If she is found guilty, Gore could face time in prison.
The plot involved two bumbling operatives who pretended to be pro-cannabis activists in order to record secret videos of politicians saying incriminating or embarrassing things. In addition to spying on lawmakers like Gov. Mark Gordon and then-Speaker of the House Eric Barlow, they also targeted groups like Better Wyoming.
It is unclear what, if any, footage the spies captured. To date, the only video released from the project showed Better Wyoming director Nate Martin talking disparagingly about Liz Cheney. The video has since been taken offline.
In order to gain access to their targets, the two spies, Beau Maier and Sofia Larocca, made hefty donations to political candidates, to the Wyoming and Colorado Democratic Parties, and even to Better Wyoming.
Together, they sent $20,000 to the Democratic National Committee, which bought them seats at a 2020 primary debate in Las Vegas and other fundraisers.
The FBI investigation into Gore stems from the fact that the donations Maier and Larocca made to political candidates and parties might have been illegal.
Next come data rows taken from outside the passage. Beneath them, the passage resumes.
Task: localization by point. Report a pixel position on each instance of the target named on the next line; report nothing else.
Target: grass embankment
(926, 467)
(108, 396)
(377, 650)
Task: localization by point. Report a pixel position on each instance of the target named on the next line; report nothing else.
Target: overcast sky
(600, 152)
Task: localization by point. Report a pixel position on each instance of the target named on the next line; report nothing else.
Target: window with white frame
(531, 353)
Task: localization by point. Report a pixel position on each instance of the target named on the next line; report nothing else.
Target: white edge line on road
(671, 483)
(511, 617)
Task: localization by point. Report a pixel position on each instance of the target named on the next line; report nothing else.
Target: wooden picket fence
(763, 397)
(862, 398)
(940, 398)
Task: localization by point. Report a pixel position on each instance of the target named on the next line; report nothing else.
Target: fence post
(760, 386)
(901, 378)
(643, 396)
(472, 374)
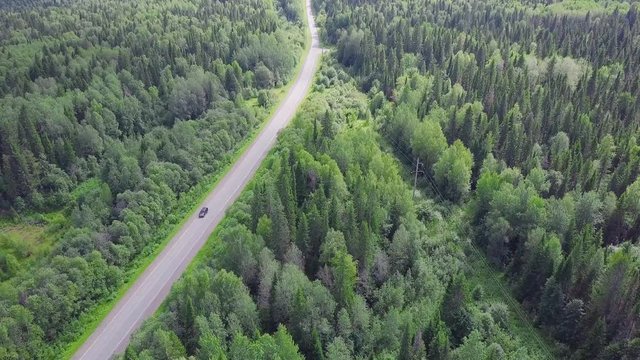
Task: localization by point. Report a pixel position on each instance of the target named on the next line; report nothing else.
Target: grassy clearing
(25, 241)
(496, 289)
(189, 203)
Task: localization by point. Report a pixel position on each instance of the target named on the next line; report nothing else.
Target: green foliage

This is because, as paid spies, they were not using their own money.
If it was Gore’s money, she could be implicated in a type of federal election crime that the Department of Justice tends to take very seriously.
“Straw man” donations
The type of crime in question is known as a “straw man” donation. No one can make campaign donations with someone else’s money, or on their behalf.
This is because there are limits to how much money an individual can donate to a candidate or political party. In essence, the law is designed to stop a donor from maxing out their own contribution limit, and then giving even more to a candidate under someone else’s name.
As a wealthy heiress and political influencer, Susan Gore is the type of person who can get away with just about anything in Wyoming. The state is famous for its lack of accountability.
But the federal government is a bit less lenient, especially when it comes to election crimes. Other people with higher profiles than Gore’s have been strictly punished for “straw man” donations.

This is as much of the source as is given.